Must See Places in Shanghai
1. The Bund
Almost every time you see something about Shanghai, the Bund is pictured. It is the city's most well-known landmark and the first item you should see when visiting. On the western bank of the Huangpu River (Puxi), there is a waterfront walkway called The Bund from which you can see the skyline on the other bank (Pudong). a stunning sight both day and night. The Russian and English consulates were originally housed in the colonial-style historical structures along The Bund, along with a number of banks and trading firms. I advise going to The Bund just before dusk to see the magnificent lighting-up of the skyscrapers that around the promenade.
2. East Nanjing Road
The most well-known shopping district in Shanghai is Nanjing Road. It is separated into East Nanjing Road, which connects the People's Square to the Bund, and West Nanjing Road, which is located west of the People's Square. A walk in the latter part, particularly at night when the lights are on, is worthwhile. There are local delicacies available to eat everywhere, and people are dancing in the streets.
3. Yu Yuan Garden
A highlight is definitely the Yu Yuan Garden with beautiful parks, a tea house in the middle of a lake and nice little streets for shopping or eating. You need to have a local person guiding you through the local area, otherwise ts hard for you to recognize what you are seeing and the importance.

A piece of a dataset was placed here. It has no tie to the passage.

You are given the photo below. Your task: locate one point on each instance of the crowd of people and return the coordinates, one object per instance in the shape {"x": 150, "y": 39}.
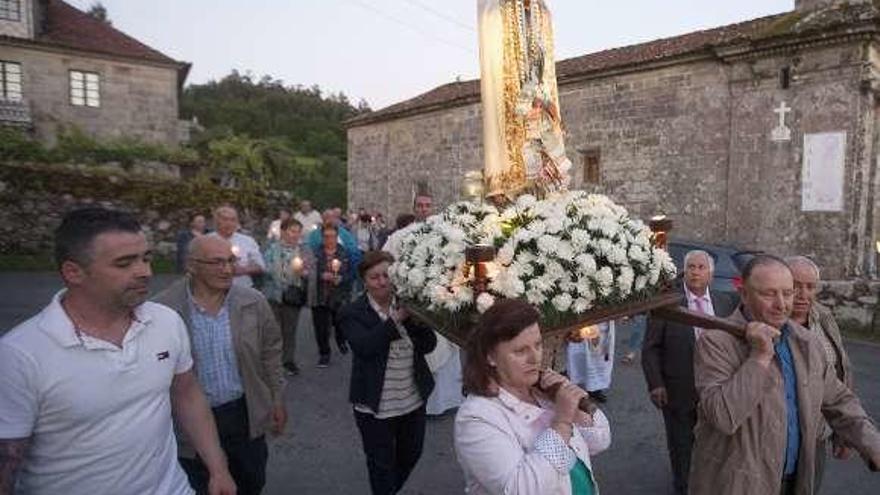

4. Shanghai Museum in the People’s Square
The Shanghai Museum is worthwhile if you still have time for culture and history. It may be found in the southern section of People's Square. The cultural artefacts from previous dynasties are displayed on four storeys. Free admission is available, however you should arrive at 9:00 A.M. because the entrance line grew dramatically during the day. Again without a guided experience, you will be left wandering around without any valuable info.
Some where in near Oubei town (couldn't remember the name of the place)
1. People are so friendly and show extreme hospitality. I felt China is indeed a foreign place where going around on your own is the most difficult thing to do unlike the most of the tourist nations. You obviously need to have decent Mandarin abilities and driving experience in order to enter the regional area without a local guide. I'll be talking about some of my experiences in the hilly towns and villages.
2. The Food is different to the ones you will have in the city. It is hard for a first timer to differentiate the type of food, but with some local assistance you can identify it. They use more local stuffs, even the fishes are caught from the closely river and cooked fresh. Life is more laid back and most of them were not farming & fishing
3. Using Chop sticks for the first time
Indians are used to have food with their hands and to a certain extent forks & spoon. But Chopsticks, never before. It gives a good opportunity to embrace a new culture and learning something new. When you try to do something new and adopt a new culture, you can see how the local Chinese people are welcoming and hospitable.
4. Place where you can interact with the older generation, of course you need a translator
Being a foreigner, you get the immediate attention. I got the opportunity to interact with a few people, they have been living in the same village for ages and did not move into the cities. They offered me Tea and took a few photos. Then we moved on to a small hilly area, which was the highest point in the village. The only time we rested for an hour.
Conclusion & Our Recommendation
China still remains a mystery to me and wish to travel more into the regional areas to find out more about the country. next time I go, I'll be more equipped.
From the blogs I read, I find there are more International tourist visiting china and exploring the lesser know west and Northern regions. I would rate my experience as an eye opener, moving out of my comfort zone and also the acceptance to embrace new cultures.